The coronavirus crisis has transformed life in Costa Rica, which has enacted measures to protect the capacity of its health system.
Here’s what you should know as a new day starts in Costa Rica:
AmCham pushes for flights from U.S.
The Costa Rican-American Chamber of Commerce on Monday asked that the government allow commercial flights from the United States “as soon as possible” in order to help revive the tourism sector.
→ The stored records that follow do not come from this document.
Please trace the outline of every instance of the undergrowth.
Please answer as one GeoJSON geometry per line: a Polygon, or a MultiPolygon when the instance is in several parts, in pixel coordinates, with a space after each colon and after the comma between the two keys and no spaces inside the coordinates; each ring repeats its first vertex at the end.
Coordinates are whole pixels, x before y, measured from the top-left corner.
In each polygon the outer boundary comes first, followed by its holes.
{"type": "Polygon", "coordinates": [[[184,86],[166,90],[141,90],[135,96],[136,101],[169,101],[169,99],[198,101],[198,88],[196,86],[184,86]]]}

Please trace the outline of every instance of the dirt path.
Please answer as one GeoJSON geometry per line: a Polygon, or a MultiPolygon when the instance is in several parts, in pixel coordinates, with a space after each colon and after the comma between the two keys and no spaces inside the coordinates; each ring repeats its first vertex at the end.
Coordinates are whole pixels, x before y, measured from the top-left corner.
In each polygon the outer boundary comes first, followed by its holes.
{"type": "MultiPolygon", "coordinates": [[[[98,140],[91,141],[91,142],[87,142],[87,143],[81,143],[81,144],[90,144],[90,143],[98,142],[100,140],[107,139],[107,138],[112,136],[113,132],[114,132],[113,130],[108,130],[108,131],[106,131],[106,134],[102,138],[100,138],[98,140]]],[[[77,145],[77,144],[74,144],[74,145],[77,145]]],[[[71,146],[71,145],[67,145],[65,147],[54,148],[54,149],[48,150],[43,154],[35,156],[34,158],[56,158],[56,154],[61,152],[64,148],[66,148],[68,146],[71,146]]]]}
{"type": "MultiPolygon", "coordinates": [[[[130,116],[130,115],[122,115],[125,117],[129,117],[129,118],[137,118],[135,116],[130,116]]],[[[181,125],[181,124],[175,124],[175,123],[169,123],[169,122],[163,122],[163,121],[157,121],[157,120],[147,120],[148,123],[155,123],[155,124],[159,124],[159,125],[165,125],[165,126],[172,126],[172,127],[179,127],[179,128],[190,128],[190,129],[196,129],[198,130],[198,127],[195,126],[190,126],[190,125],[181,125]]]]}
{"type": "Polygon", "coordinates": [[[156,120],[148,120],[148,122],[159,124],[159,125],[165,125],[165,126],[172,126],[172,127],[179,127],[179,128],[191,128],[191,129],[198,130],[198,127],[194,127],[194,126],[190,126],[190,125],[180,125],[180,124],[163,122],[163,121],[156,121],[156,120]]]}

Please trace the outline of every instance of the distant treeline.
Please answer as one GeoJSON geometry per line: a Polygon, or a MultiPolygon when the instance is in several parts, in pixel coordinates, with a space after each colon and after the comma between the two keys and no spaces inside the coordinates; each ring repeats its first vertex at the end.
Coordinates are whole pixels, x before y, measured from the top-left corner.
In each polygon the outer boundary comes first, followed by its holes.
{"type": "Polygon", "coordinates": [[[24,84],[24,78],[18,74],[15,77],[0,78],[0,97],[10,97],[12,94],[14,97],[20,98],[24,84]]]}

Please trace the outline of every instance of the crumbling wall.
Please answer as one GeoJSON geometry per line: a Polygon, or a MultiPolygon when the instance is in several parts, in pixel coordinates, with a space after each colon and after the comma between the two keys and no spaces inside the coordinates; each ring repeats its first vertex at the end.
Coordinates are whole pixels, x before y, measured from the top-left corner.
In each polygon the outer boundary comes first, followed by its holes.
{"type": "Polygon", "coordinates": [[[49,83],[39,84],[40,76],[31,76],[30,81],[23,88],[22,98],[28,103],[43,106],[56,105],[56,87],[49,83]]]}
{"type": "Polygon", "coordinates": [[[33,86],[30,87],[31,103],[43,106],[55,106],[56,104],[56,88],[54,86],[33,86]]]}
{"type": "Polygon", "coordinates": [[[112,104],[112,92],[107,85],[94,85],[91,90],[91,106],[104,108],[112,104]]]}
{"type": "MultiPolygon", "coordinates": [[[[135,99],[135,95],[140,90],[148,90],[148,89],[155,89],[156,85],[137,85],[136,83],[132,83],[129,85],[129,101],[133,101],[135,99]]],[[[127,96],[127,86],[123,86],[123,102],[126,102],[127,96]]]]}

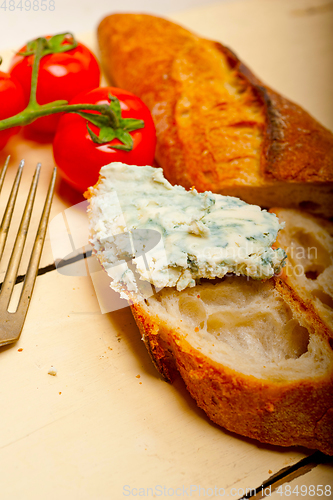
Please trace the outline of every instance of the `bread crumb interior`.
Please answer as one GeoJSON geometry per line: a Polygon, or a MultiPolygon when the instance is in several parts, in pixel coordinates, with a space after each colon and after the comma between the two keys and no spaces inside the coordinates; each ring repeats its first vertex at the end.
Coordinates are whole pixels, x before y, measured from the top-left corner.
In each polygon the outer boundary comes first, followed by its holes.
{"type": "Polygon", "coordinates": [[[181,293],[163,289],[147,303],[159,316],[164,310],[168,324],[192,347],[246,373],[267,376],[270,370],[272,378],[284,379],[287,372],[297,378],[309,369],[325,370],[324,343],[311,340],[272,280],[205,280],[181,293]]]}

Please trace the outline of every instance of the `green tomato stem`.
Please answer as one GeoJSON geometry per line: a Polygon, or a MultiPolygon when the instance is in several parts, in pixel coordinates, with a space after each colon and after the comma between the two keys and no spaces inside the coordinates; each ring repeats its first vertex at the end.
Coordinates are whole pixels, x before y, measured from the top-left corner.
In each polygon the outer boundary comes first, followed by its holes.
{"type": "Polygon", "coordinates": [[[99,111],[106,115],[112,122],[110,126],[116,126],[114,113],[107,104],[64,104],[67,101],[55,101],[48,104],[37,104],[29,102],[28,106],[17,115],[0,121],[0,131],[7,128],[29,125],[42,116],[54,115],[56,113],[75,113],[77,111],[99,111]]]}
{"type": "Polygon", "coordinates": [[[39,70],[40,60],[43,57],[43,48],[45,46],[45,41],[46,41],[45,38],[37,39],[37,47],[34,58],[34,64],[32,67],[32,75],[31,75],[31,89],[30,89],[30,99],[29,99],[29,106],[31,106],[31,108],[33,108],[34,105],[37,104],[36,93],[37,93],[38,70],[39,70]]]}

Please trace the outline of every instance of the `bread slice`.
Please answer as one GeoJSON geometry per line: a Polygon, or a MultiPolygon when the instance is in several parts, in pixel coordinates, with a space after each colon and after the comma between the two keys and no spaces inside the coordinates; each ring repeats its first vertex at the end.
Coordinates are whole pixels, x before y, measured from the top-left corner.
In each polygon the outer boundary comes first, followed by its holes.
{"type": "MultiPolygon", "coordinates": [[[[106,165],[86,196],[94,252],[112,288],[129,300],[164,378],[173,380],[179,372],[197,404],[230,431],[333,455],[333,335],[327,317],[300,297],[297,283],[251,277],[261,277],[255,264],[261,269],[275,259],[281,270],[285,253],[271,249],[281,229],[277,217],[235,198],[171,186],[161,169],[149,166],[106,165]],[[160,235],[152,249],[147,230],[160,235]],[[228,252],[234,245],[237,251],[228,252]],[[244,255],[253,265],[240,272],[234,264],[244,255]],[[220,277],[207,279],[213,273],[220,277]]],[[[291,211],[282,211],[287,219],[285,212],[291,211]]],[[[291,224],[296,234],[305,230],[310,219],[304,217],[287,220],[283,242],[295,233],[291,224]]],[[[313,222],[310,230],[326,242],[330,227],[313,222]]]]}
{"type": "Polygon", "coordinates": [[[131,309],[160,373],[229,431],[333,455],[333,342],[280,278],[165,288],[131,309]]]}
{"type": "Polygon", "coordinates": [[[315,309],[333,338],[333,223],[300,210],[270,211],[285,223],[275,242],[288,255],[281,278],[315,309]]]}
{"type": "Polygon", "coordinates": [[[106,17],[98,39],[109,81],[151,110],[172,184],[333,216],[333,134],[231,50],[144,14],[106,17]]]}

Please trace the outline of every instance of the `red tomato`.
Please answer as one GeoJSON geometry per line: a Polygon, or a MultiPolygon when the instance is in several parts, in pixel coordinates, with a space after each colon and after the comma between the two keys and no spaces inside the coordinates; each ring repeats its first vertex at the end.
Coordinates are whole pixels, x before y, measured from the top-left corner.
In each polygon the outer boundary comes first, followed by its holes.
{"type": "MultiPolygon", "coordinates": [[[[0,120],[16,115],[25,108],[25,99],[21,85],[8,73],[0,71],[0,120]]],[[[13,127],[0,132],[0,149],[8,139],[16,134],[20,127],[13,127]]]]}
{"type": "MultiPolygon", "coordinates": [[[[50,38],[49,36],[46,38],[50,38]]],[[[66,42],[63,43],[63,45],[66,42]]],[[[24,52],[26,46],[19,52],[24,52]]],[[[14,56],[10,73],[21,83],[26,104],[29,102],[34,55],[14,56]]],[[[98,87],[100,69],[95,56],[82,43],[67,52],[44,56],[40,61],[37,83],[37,102],[46,104],[58,99],[70,101],[79,92],[98,87]]],[[[42,133],[54,133],[60,114],[39,118],[29,128],[42,133]]]]}
{"type": "MultiPolygon", "coordinates": [[[[78,95],[70,104],[108,104],[109,94],[119,99],[122,118],[141,119],[145,125],[130,132],[133,149],[122,151],[112,148],[112,144],[121,144],[118,139],[105,144],[93,142],[87,130],[87,120],[81,116],[74,113],[62,116],[53,141],[54,159],[63,177],[81,192],[97,182],[103,165],[118,161],[129,165],[152,165],[154,161],[154,122],[149,109],[137,96],[115,87],[100,87],[78,95]]],[[[89,123],[89,127],[98,135],[97,126],[89,123]]]]}

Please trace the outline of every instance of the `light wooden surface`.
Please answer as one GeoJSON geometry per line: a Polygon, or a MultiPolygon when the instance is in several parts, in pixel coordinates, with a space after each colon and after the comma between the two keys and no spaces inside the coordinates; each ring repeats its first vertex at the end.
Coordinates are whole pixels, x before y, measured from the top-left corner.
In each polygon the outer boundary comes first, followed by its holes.
{"type": "MultiPolygon", "coordinates": [[[[332,6],[328,0],[247,0],[173,18],[229,45],[267,83],[333,129],[332,6]]],[[[81,39],[96,49],[93,33],[81,39]]],[[[26,160],[13,225],[42,162],[33,229],[53,168],[51,146],[20,134],[0,152],[1,163],[7,154],[12,161],[0,211],[16,165],[26,160]]],[[[58,183],[51,219],[79,201],[58,183]]],[[[41,267],[53,262],[48,234],[41,267]]],[[[261,445],[209,422],[180,382],[160,379],[128,308],[101,313],[89,275],[50,270],[37,278],[20,341],[0,349],[0,401],[1,500],[117,500],[140,491],[151,498],[200,498],[212,491],[221,496],[221,488],[225,497],[240,498],[313,453],[261,445]],[[51,366],[56,376],[48,374],[51,366]]],[[[290,484],[332,483],[332,465],[322,464],[290,484]]]]}

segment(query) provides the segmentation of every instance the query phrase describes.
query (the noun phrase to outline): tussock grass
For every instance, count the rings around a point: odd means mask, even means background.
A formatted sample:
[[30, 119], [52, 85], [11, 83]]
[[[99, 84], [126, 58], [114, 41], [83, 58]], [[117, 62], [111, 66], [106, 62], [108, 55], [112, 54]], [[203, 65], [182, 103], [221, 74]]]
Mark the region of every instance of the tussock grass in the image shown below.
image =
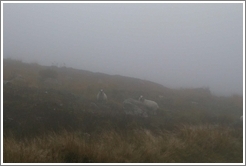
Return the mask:
[[237, 163], [242, 137], [235, 129], [180, 125], [175, 132], [150, 130], [50, 133], [18, 141], [4, 137], [4, 163]]
[[[178, 138], [183, 139], [186, 150], [185, 162], [242, 162], [242, 135], [237, 137], [235, 129], [217, 125], [179, 126]], [[238, 131], [240, 132], [240, 131]], [[186, 152], [186, 153], [185, 153]]]

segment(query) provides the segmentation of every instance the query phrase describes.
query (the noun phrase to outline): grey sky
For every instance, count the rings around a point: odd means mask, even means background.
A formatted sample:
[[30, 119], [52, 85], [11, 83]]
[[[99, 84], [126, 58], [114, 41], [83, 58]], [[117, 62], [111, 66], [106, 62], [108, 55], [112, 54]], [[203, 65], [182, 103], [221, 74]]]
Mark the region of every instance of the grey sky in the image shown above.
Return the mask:
[[243, 94], [243, 4], [4, 3], [3, 57]]

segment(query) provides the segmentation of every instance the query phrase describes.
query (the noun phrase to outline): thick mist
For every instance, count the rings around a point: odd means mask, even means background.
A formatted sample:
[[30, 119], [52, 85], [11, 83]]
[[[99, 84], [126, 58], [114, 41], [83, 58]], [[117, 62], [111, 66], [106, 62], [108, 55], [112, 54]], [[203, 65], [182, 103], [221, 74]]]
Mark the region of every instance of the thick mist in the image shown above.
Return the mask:
[[3, 3], [3, 58], [243, 94], [243, 3]]

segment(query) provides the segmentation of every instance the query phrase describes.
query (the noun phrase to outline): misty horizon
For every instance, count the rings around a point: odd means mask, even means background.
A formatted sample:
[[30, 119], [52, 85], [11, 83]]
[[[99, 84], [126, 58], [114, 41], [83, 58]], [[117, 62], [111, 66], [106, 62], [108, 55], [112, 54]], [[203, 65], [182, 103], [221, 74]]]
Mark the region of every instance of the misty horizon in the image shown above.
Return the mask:
[[243, 4], [4, 3], [3, 58], [242, 95]]

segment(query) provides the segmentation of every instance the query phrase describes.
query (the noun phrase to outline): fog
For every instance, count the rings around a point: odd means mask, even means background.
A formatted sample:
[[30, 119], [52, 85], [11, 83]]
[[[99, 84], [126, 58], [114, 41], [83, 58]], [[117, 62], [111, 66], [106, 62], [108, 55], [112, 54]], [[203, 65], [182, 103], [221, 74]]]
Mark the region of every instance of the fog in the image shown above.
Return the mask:
[[3, 58], [243, 94], [242, 3], [4, 3]]

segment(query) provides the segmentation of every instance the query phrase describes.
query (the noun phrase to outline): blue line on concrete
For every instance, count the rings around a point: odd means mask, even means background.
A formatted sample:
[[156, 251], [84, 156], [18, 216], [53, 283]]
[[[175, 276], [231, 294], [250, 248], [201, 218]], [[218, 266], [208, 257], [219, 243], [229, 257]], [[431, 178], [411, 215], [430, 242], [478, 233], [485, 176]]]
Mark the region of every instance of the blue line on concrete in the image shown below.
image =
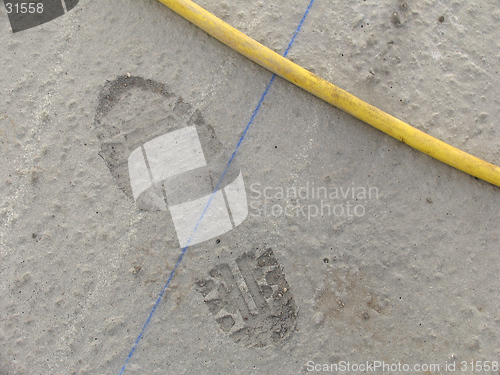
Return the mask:
[[[290, 51], [290, 48], [292, 47], [292, 44], [295, 42], [295, 39], [296, 39], [297, 35], [299, 34], [299, 31], [302, 28], [302, 24], [304, 23], [304, 20], [306, 19], [306, 16], [309, 13], [309, 10], [311, 9], [313, 3], [314, 3], [314, 0], [311, 0], [311, 2], [309, 3], [309, 5], [308, 5], [308, 7], [307, 7], [307, 9], [306, 9], [306, 11], [304, 13], [304, 15], [302, 16], [302, 19], [300, 20], [299, 26], [297, 26], [297, 29], [293, 33], [292, 40], [288, 44], [288, 47], [285, 50], [285, 53], [283, 54], [284, 57], [286, 57], [288, 55], [288, 51]], [[191, 236], [189, 237], [189, 239], [187, 241], [187, 245], [182, 249], [179, 258], [177, 259], [177, 263], [175, 263], [174, 269], [172, 270], [172, 272], [170, 272], [170, 276], [168, 277], [167, 283], [165, 284], [165, 286], [163, 287], [162, 291], [158, 295], [158, 298], [156, 299], [156, 302], [155, 302], [155, 304], [153, 306], [153, 309], [149, 313], [149, 316], [148, 316], [148, 319], [146, 320], [146, 323], [144, 323], [144, 325], [142, 326], [141, 332], [139, 333], [139, 336], [134, 341], [134, 345], [132, 346], [132, 349], [130, 350], [130, 353], [128, 354], [127, 359], [125, 360], [125, 364], [123, 365], [123, 367], [122, 367], [119, 375], [122, 375], [125, 372], [125, 369], [126, 369], [128, 363], [130, 362], [130, 359], [134, 355], [135, 349], [137, 348], [137, 345], [139, 344], [139, 341], [141, 341], [142, 337], [144, 336], [144, 333], [146, 332], [146, 328], [149, 326], [149, 323], [151, 322], [151, 319], [153, 318], [153, 315], [154, 315], [154, 313], [156, 311], [156, 308], [160, 304], [160, 301], [162, 300], [163, 295], [165, 294], [165, 291], [169, 287], [170, 282], [172, 281], [172, 278], [174, 277], [175, 272], [177, 271], [177, 268], [179, 267], [180, 263], [182, 262], [182, 258], [184, 258], [184, 254], [186, 254], [187, 248], [189, 247], [189, 244], [190, 244], [190, 242], [191, 242], [194, 234], [198, 230], [198, 226], [200, 225], [201, 221], [203, 220], [203, 217], [205, 216], [205, 214], [206, 214], [206, 212], [208, 210], [208, 207], [210, 206], [210, 203], [212, 202], [212, 199], [213, 199], [215, 193], [219, 190], [219, 186], [220, 186], [222, 180], [224, 179], [224, 176], [226, 175], [226, 172], [227, 172], [229, 166], [231, 165], [234, 157], [236, 156], [236, 153], [238, 152], [238, 149], [240, 148], [241, 144], [243, 143], [243, 140], [245, 139], [245, 136], [246, 136], [248, 130], [250, 129], [250, 126], [254, 122], [255, 117], [257, 116], [257, 113], [259, 113], [260, 108], [262, 106], [262, 103], [264, 102], [264, 99], [265, 99], [267, 93], [269, 92], [269, 89], [271, 88], [271, 86], [272, 86], [275, 78], [276, 78], [276, 74], [273, 74], [273, 76], [271, 77], [271, 80], [269, 81], [269, 83], [266, 86], [266, 89], [264, 90], [264, 93], [262, 94], [262, 97], [259, 100], [259, 103], [257, 103], [257, 107], [253, 111], [253, 114], [252, 114], [252, 117], [250, 118], [250, 121], [248, 122], [247, 126], [245, 127], [245, 130], [243, 130], [243, 133], [241, 134], [241, 137], [240, 137], [240, 139], [238, 141], [238, 144], [236, 145], [236, 148], [235, 148], [234, 152], [232, 153], [231, 158], [227, 162], [226, 168], [224, 169], [224, 172], [222, 173], [222, 176], [219, 179], [219, 182], [217, 183], [217, 186], [215, 187], [214, 191], [212, 192], [212, 194], [211, 194], [211, 196], [210, 196], [210, 198], [209, 198], [209, 200], [207, 202], [207, 205], [205, 206], [205, 209], [203, 210], [200, 218], [196, 222], [196, 225], [194, 227], [193, 233], [191, 234]]]

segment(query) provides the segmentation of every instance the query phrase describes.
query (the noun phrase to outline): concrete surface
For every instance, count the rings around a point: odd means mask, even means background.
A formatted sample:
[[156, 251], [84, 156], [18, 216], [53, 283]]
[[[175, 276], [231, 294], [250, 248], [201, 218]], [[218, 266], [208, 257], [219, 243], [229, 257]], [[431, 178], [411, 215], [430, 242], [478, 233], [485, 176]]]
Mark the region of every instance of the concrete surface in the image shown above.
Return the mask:
[[[199, 4], [283, 53], [308, 1]], [[499, 21], [481, 1], [316, 0], [289, 58], [498, 165]], [[271, 74], [152, 0], [81, 0], [18, 33], [1, 6], [0, 61], [0, 374], [118, 374], [180, 248], [110, 172], [107, 82], [165, 85], [231, 152]], [[137, 142], [183, 115], [127, 92], [107, 120]], [[188, 248], [126, 374], [500, 360], [498, 187], [281, 79], [235, 160], [247, 219]]]

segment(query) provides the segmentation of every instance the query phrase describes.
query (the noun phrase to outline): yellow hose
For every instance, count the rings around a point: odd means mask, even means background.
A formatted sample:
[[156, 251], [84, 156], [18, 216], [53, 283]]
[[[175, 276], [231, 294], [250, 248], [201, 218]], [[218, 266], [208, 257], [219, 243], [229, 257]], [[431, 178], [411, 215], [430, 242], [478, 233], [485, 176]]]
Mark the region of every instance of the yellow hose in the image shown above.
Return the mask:
[[349, 94], [236, 30], [190, 0], [158, 0], [260, 66], [361, 121], [465, 173], [500, 186], [500, 167], [440, 141]]

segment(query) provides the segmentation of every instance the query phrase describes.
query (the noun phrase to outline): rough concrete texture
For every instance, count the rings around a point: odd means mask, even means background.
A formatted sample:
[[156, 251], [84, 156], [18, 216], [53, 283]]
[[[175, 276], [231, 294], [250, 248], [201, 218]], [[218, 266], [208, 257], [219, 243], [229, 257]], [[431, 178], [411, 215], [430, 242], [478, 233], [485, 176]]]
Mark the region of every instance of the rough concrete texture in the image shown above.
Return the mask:
[[[308, 1], [199, 4], [283, 53]], [[499, 21], [483, 1], [316, 0], [289, 58], [499, 165]], [[230, 153], [271, 74], [153, 0], [81, 0], [18, 33], [0, 6], [0, 61], [0, 374], [118, 374], [180, 249], [168, 212], [138, 209], [113, 176], [102, 93], [165, 85], [173, 96], [138, 89], [106, 120], [144, 142], [182, 98]], [[126, 374], [500, 360], [498, 187], [281, 79], [235, 160], [247, 219], [188, 248]], [[260, 266], [268, 248], [276, 265]], [[280, 282], [289, 310], [270, 307]]]

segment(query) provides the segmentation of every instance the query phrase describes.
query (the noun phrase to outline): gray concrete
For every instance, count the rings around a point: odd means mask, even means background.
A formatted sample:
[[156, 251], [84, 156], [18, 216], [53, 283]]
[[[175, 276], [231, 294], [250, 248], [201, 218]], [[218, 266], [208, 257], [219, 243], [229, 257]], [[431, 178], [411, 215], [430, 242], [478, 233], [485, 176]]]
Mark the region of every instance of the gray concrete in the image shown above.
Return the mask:
[[[308, 1], [199, 4], [283, 53]], [[498, 165], [499, 19], [481, 1], [316, 0], [289, 58]], [[0, 374], [118, 374], [180, 248], [102, 154], [107, 81], [165, 85], [231, 152], [271, 74], [152, 0], [81, 0], [18, 33], [0, 6], [0, 61]], [[108, 121], [137, 142], [188, 113], [130, 92]], [[500, 360], [499, 188], [281, 79], [235, 160], [248, 217], [188, 248], [126, 374]]]

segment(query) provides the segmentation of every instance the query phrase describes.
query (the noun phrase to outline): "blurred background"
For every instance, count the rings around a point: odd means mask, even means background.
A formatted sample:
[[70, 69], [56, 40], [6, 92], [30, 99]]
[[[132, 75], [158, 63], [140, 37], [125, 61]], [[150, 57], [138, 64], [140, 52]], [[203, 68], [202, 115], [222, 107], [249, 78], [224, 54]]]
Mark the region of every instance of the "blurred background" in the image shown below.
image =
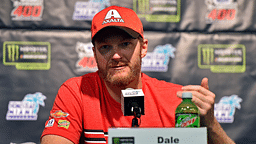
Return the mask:
[[208, 77], [224, 130], [256, 143], [254, 0], [1, 0], [1, 144], [39, 144], [61, 84], [97, 71], [91, 21], [111, 5], [144, 25], [144, 73], [181, 85]]

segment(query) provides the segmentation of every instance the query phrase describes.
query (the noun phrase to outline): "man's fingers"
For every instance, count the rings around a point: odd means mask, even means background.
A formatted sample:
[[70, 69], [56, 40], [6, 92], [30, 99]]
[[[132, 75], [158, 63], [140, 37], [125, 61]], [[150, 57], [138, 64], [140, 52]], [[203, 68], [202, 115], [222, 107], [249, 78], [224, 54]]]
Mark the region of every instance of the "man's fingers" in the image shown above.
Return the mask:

“Most of the airlines that fly to Costa Rica come from the United States and provide the highest frequency of direct flights,” Gisela Sánchez, President of AmCham, said in a statement. “Historically, U.S. citizens make up the largest group of tourists, making it illogical to exclude them.
“We believe that, applying the same regulation proposed for other countries, they should be able to enter our country.”
Starting this month, Costa Rica is welcoming foreign tourists from certain countries. The United States, which leads the world in confirmed coronavirus cases and deaths, is not on the current list.
AmCham indicated that it generally supports Costa Rica’s current requirements for arriving tourists — with some modifications. It asked that the validity of a negative coronavirus test be extended to 72 hours, and that tourists be allowed to choose their travel insurance policy.
“Every visitor should be free to purchase their preferred insurance, including from local and international providers,” Sánchez said. “Mandating a single supplier is going to result in some tourists dismissing our country as a destination.”
The first commercial flight since mid-March landed Monday night at Juan Santamaría International Airport. The Iberia flight arrived from Spain with 210 passengers.
Mayors ask for easing of restrictions
The Municipalities of Mora, Escazú and Mora have asked that their cantons be elevated to a Yellow Alert, a move which would permit businesses to remain open throughout the “Closed Phase” that starts August 10.
“We maintain close contact with authorities of the Central Government and express our request to change the alert, among other series of actions that benefit and improve the current situation of our canton,” the Municipality of Mora shared on Facebook.
Alfonso Jiménez, Mayor of Mora, reportedly indicated that municipal police would not enforce the driving restrictions, leaving that responsibility to traffic police. Instead, he said, municipal police will attend to other matters, including dispersing large gatherings.
When asked about the municipalities, Health Minister Daniel Salas on Monday indicated that an inter-institutional roundtable determines the alerts, and that mayors are invited to the the dialogue.
“Nothing is written concretely, inflexibly, but we try to give that capacity for planning,” Salas said of the August measures.
The mid-August “Closed Phase” is meant to help health authorities isolate any new coronavirus outbreaks in the Greater Metropolitan Area, the current coronavirus epicenter. However, the associated business closures affect Mother’s Day and will exacerbate the economic crisis.
Law firms seek clarification on borders
Outlier Legal and other law firms have asked the Costa Rican government to clarify the new border-restriction guidelines.
“The information received thus far is extremely confusing and contradicting,” Outlier Legal’s Irene Brenes wrote in a blog post.
In their communication, Outlier Legal cited the uncertainty regarding:
- Whether parents of Costa Rican nationals and spouses of Costa Rican nationals can enter Costa Rica in August.
- Whether people can enter Costa Rica with a DIMEX that appears expired but has been automatically extended until Sept. 30.
- Whether people with approved residencies but who do not yet have their DIMEX card can enter Costa Rica.
“Transit of Residents and people with applications in progress is much more restricted now than when borders were closed,” Brenes wrote.